O protocolo e plano de análise estatística foram tornados públicos e registrados antes do fechamento do banco de dados, e o estudo foi desenhado para minimizar o viés usando um protocolo pragmático que foi estritamente seguido. Todos os resultados clínicos, incluindo sangramento e eventos trombóticos, foram julgados sistematicamente e centralmente por um comitê de eventos clínicos cujos membros foram mascarados para atribuição de tratamento.
Os autores forneceram descrições claras e detalhadas de parâmetros clínicos e definições de resultados clínicos. Portanto, o estudo forneceu evidências de alta qualidade para orientar a prática clínica em um campo onde a maioria das decisões médicas foram feitas com base em evidências de baixa qualidade.
Implicações de toda evidência possível
Ao contrário do que foi demonstrado em dados preliminares com o uso de heparinas, o estudo mostrou que uma estratégia que utiliza principalmente um anticoagulante oral em dose terapêutica não resultou em melhora clínica em pacientes com COVID-19 hospitalizados.

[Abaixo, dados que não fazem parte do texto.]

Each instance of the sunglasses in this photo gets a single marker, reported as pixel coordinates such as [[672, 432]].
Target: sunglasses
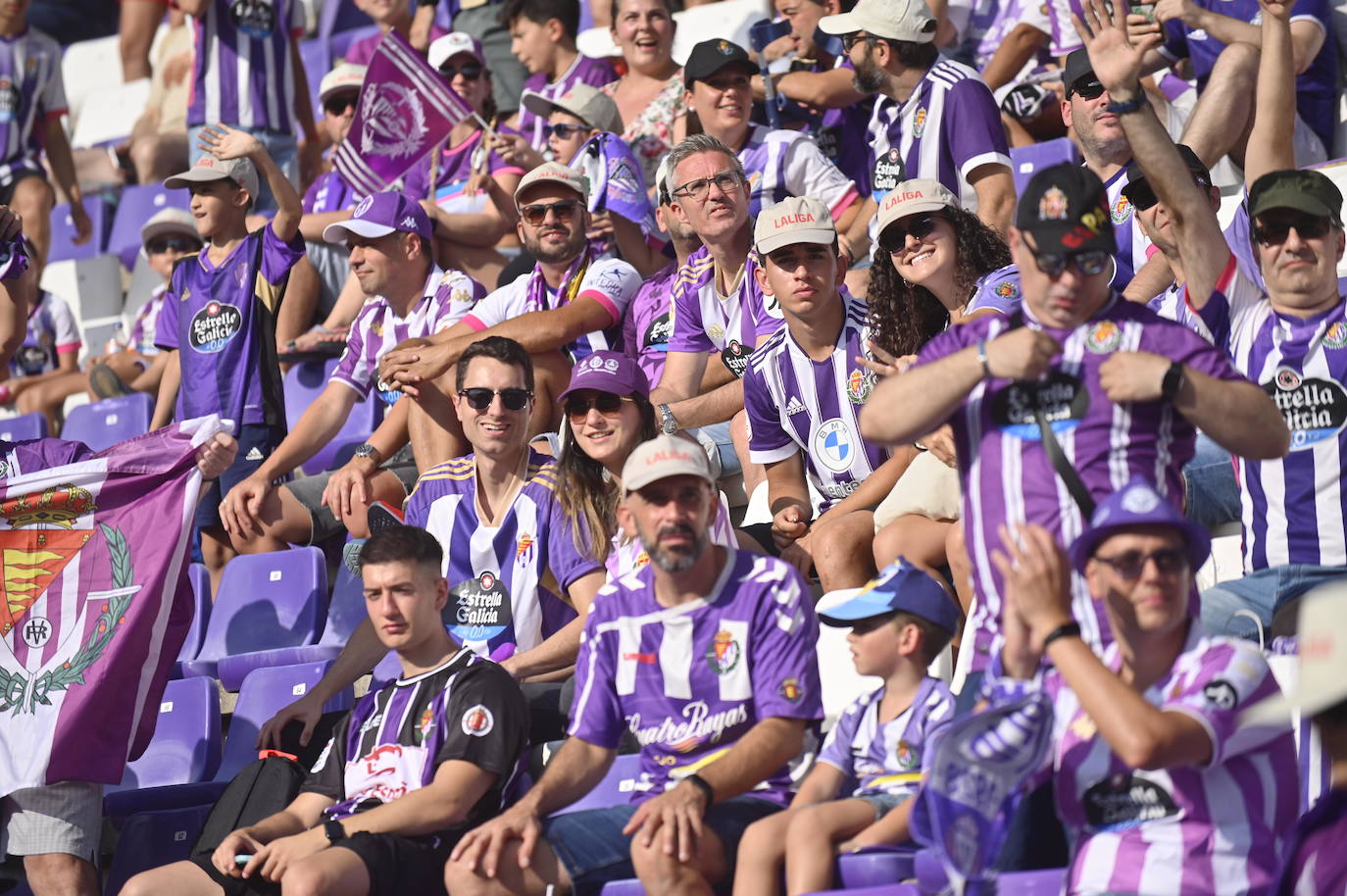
[[338, 105], [606, 403], [172, 244], [471, 72], [1090, 262], [536, 213], [479, 399], [895, 236], [1170, 561], [1307, 225]]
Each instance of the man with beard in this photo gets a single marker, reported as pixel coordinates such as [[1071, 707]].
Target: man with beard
[[708, 657], [569, 305], [933, 119]]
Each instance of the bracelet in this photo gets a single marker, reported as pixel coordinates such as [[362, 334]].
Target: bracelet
[[983, 360], [1066, 629]]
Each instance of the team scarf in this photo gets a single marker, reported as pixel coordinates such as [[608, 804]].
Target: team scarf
[[97, 604], [404, 111]]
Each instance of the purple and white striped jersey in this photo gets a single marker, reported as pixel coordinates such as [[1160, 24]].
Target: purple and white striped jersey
[[885, 758], [1292, 508], [590, 71], [796, 405], [1005, 472], [1184, 830], [947, 126], [51, 333], [611, 281], [787, 163], [690, 680], [445, 299], [706, 321], [243, 68], [395, 738], [496, 572], [31, 93]]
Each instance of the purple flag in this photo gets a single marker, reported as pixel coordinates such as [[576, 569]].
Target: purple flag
[[406, 108], [96, 604]]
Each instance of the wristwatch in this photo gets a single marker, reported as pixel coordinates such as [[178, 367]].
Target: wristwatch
[[669, 426]]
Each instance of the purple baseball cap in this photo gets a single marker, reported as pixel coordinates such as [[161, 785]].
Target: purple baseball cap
[[380, 215], [608, 373], [1138, 504]]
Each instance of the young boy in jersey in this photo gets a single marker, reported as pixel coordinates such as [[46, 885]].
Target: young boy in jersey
[[220, 316], [409, 770], [899, 625]]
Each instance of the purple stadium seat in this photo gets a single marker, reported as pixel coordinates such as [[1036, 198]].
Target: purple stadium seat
[[264, 601], [25, 426], [303, 384], [150, 839], [111, 421], [137, 205], [64, 230], [1026, 161], [186, 743]]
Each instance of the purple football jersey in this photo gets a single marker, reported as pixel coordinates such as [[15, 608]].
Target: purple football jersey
[[690, 680]]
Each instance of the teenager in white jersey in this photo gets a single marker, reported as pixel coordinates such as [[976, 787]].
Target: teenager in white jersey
[[569, 305], [708, 655], [803, 391]]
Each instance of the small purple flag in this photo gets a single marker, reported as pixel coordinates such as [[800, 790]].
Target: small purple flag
[[406, 108], [96, 601]]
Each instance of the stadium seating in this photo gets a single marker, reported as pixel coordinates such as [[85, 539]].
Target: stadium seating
[[111, 421], [264, 601], [303, 384]]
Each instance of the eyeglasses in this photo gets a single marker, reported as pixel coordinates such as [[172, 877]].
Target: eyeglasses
[[1090, 262], [1170, 561], [337, 105], [568, 131], [606, 403], [1307, 225], [536, 213], [471, 72], [699, 189], [479, 399], [895, 236], [172, 244]]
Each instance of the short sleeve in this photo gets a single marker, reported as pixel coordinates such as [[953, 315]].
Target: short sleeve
[[486, 720]]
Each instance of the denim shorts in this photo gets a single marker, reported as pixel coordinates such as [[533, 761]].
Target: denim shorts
[[594, 850]]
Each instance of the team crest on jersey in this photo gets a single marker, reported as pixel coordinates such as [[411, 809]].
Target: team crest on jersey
[[1103, 337], [832, 445], [858, 385], [723, 654]]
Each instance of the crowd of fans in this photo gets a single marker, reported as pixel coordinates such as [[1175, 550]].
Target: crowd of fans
[[987, 423]]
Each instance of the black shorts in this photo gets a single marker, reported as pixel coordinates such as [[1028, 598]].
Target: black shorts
[[398, 866]]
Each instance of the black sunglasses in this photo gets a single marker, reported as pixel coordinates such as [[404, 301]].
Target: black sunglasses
[[536, 213], [606, 403], [338, 105], [172, 244], [1133, 564], [895, 236], [1307, 225], [479, 399]]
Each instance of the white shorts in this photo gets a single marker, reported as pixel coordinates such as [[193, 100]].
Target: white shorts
[[57, 818]]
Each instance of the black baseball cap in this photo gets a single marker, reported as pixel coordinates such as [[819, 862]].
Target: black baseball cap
[[1066, 209], [710, 57], [1308, 191], [1140, 193], [1077, 69]]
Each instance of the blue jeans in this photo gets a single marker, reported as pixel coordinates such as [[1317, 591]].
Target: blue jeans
[[283, 150], [1261, 593]]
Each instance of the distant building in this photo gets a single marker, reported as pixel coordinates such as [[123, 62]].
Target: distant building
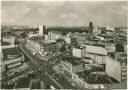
[[78, 51], [53, 35], [44, 47], [11, 58], [41, 30], [117, 68], [80, 37], [96, 53]]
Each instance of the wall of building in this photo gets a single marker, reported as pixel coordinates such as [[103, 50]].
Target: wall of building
[[113, 69], [77, 52]]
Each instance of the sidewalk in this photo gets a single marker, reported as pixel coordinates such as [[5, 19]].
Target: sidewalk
[[78, 85]]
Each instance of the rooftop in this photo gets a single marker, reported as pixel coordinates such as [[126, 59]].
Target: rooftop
[[11, 52], [3, 43], [90, 78], [95, 50], [71, 60], [41, 40]]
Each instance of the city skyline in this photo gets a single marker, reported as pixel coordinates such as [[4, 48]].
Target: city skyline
[[64, 13]]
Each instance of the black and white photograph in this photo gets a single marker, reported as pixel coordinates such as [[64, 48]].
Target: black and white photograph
[[63, 45]]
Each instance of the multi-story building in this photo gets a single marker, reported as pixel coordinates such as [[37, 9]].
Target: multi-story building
[[96, 53], [11, 57], [44, 47], [117, 68], [80, 37], [120, 34]]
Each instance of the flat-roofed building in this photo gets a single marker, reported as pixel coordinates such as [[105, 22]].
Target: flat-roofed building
[[78, 51], [44, 47], [11, 58], [116, 69]]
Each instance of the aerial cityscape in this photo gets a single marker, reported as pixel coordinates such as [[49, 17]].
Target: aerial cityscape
[[63, 45]]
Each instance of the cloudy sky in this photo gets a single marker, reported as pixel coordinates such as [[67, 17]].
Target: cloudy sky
[[72, 13]]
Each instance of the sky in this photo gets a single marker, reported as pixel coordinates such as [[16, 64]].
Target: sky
[[64, 13]]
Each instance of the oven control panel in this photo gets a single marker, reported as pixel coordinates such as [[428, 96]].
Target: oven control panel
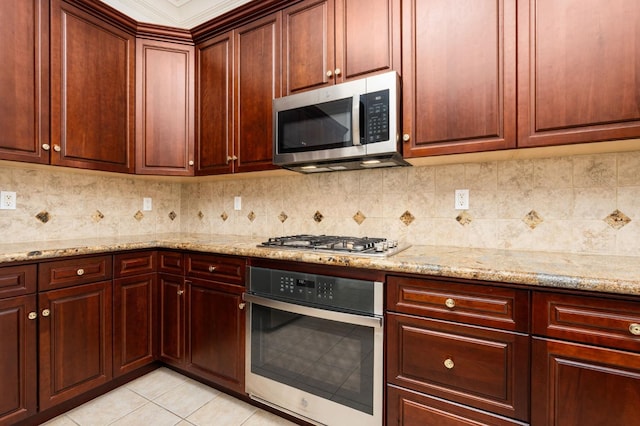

Como a abordagem de anticoagulação mais favorável durante a hospitalização ainda não está definida e muitas estratégias não autorizadas e não baseadas em evidências têm sido usadas, os resultados ajudarão os médicos no processo de tomada de decisão ao tratar pacientes neste ambiente clínico.
Financiamento: Coalizão COVID-19 Brasil, Bayer SA.